My favorite part of role-playing games is character creation. Yeah, the storytelling and the hacking-and-slashing is fun too, but there’s something about creating a person out of nothing. “Today, I think I’ll create a cowboy.” “Now, I’m going to make a mermaid.” It’s Godlike, isn’t it?
In role-playing games, depending on the particular game, character creation can be as simple as rolling some dice to randomly figure out how strong, smart, and skilled your character is. Or it can be as detailed as figuring out exactly what he’s been doing every year of his life up to the point that the game begins. Where all new role-playing characters are alike is that they’re all just numbers and notes on a piece of paper until the game — the story — begins. But that’s what I love about them. They’re so full of potential, of the promise of adventures and stories to come.
It’s the same with writing. I usually start with a character. Sometimes I start with a plot element or a concept, but even then I can’t get excited about it until I start to figure out who’s going to be affected by those things. The characters are the fascinating part and creating them is one of my favorite things to do.

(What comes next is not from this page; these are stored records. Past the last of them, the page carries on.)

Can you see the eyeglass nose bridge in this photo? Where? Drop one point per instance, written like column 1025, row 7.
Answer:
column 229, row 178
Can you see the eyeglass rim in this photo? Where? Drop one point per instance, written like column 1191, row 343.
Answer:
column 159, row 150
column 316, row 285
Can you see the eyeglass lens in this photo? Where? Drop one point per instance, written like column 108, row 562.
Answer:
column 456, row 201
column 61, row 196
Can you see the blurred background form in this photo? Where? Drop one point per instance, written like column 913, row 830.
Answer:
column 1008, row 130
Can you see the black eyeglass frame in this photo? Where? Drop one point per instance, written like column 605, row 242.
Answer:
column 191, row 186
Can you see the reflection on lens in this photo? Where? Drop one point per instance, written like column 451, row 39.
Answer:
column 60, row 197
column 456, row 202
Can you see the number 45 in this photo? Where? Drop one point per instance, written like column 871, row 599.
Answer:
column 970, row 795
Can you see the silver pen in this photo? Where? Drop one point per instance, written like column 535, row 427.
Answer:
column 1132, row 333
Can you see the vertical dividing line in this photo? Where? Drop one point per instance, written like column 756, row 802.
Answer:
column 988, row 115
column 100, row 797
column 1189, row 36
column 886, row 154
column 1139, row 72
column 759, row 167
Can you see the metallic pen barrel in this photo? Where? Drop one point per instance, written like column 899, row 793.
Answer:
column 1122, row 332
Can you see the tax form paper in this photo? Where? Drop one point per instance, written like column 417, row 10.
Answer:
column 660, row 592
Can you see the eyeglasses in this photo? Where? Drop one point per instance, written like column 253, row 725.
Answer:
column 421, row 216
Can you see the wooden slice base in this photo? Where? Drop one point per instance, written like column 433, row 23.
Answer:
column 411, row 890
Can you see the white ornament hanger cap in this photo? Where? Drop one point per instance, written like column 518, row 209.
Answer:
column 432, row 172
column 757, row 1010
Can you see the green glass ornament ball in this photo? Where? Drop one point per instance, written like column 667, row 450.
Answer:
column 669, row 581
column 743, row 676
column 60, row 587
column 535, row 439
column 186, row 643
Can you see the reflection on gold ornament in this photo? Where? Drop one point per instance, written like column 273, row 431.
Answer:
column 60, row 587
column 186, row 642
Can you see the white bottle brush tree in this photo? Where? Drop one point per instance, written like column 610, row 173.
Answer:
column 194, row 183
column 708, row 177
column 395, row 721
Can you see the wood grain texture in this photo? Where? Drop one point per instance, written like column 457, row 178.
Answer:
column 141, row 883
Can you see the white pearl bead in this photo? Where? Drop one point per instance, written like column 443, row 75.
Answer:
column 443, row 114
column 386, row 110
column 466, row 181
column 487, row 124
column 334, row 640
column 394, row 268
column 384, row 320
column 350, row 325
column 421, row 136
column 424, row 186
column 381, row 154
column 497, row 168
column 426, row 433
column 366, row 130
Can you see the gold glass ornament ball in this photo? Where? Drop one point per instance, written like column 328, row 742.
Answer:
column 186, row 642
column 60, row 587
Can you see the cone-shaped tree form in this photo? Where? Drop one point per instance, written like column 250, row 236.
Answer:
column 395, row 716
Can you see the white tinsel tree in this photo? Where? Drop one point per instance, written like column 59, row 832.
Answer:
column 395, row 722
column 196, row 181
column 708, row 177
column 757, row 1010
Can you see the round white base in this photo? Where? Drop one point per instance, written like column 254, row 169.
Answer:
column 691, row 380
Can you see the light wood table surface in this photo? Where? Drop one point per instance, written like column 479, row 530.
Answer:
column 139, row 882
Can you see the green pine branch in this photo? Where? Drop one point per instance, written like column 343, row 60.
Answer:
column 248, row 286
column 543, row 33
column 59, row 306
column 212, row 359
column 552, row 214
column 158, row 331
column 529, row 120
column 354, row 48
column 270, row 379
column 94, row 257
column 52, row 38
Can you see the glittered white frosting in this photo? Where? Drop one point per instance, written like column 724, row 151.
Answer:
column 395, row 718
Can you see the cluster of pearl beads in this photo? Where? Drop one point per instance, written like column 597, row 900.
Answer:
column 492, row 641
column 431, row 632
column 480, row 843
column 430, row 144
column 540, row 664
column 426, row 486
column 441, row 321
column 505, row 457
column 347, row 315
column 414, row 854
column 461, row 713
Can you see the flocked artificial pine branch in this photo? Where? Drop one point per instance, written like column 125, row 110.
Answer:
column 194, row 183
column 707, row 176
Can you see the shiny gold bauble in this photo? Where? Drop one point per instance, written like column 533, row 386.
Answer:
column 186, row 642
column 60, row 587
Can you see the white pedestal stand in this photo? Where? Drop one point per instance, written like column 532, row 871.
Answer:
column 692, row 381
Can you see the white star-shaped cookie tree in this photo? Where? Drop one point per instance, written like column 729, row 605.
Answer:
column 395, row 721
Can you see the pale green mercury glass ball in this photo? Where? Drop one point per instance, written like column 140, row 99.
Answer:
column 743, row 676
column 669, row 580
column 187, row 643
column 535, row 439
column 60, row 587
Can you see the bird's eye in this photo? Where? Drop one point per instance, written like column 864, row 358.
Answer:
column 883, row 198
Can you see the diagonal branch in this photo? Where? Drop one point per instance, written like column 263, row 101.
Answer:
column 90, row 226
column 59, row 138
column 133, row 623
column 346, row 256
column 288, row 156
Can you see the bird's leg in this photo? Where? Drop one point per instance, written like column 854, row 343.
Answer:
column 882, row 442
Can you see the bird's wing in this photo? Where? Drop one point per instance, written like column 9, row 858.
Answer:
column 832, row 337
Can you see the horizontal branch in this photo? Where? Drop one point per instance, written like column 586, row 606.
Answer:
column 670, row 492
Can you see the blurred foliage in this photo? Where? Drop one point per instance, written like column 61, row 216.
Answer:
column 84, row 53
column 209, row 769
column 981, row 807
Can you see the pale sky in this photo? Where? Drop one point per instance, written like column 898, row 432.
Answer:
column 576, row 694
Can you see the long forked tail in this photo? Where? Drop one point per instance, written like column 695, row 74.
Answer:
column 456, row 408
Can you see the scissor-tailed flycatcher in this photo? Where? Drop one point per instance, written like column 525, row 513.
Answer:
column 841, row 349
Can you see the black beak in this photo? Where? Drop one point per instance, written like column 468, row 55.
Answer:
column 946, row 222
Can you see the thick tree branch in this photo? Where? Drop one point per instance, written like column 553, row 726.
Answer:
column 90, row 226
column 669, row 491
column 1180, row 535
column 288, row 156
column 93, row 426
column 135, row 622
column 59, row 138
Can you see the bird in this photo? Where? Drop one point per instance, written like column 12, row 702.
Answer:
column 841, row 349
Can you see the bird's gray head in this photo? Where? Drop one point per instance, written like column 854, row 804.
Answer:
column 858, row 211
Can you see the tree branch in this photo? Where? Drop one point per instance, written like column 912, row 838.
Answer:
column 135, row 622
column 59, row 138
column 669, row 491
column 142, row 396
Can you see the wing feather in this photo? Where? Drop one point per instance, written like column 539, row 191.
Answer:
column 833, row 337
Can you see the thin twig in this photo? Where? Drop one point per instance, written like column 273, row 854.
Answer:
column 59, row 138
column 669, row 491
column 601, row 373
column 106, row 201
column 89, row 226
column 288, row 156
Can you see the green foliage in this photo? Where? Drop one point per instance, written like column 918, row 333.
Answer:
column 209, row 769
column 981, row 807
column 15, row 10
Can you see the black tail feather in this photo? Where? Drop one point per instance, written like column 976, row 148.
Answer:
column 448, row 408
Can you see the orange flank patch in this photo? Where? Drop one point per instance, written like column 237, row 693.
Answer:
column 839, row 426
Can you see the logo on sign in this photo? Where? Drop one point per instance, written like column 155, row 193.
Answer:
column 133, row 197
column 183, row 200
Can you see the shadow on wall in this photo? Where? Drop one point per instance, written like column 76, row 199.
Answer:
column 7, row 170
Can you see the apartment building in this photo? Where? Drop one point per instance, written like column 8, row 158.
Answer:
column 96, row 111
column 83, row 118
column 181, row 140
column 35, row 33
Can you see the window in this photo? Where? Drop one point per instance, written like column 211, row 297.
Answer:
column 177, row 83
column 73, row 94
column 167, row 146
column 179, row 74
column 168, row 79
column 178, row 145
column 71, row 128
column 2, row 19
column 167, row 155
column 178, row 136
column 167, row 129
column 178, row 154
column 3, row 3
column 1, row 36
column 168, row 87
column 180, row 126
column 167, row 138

Unfortunately, it’s easy to get sloppy with this part of storytelling, even if you like doing it. Like in the more simple role-playing games, it’s tempting to just throw some information together and think you have a character. Unless you spend some real time on it though, most of the time all you’ve got is a cliché: a Conan rip-off or (if you’re writing comics) the umpteenth version of Wolverine. I fall into this trap all the time. It’s easy to just imagine “brooding loner” and because you’ve seen that character done so many times, think you’ve got a character. You don’t realize that just because this brooding loner was written by you, it doesn’t make him better than the countless brooding loners who’ve come before. No one’s going to care about this guy unless you do something different with him. And that takes work.
Angela Booth has an interesting process for creating characters that I’d like to try. She looks over magazine ads and starts imagining what the people in them are like. She suggests doing the same thing with paintings, and it occurs to me that paintings (especially landscapes) are also good tools for developing settings.
She also links to a helpful tool for digging deeper into who your character is. Yeah, you know your brooding loner has long, black hair and a perpetual scowl, but do you know what kind of music he likes or what his most treasured memory is? ‘Cause you kinda should.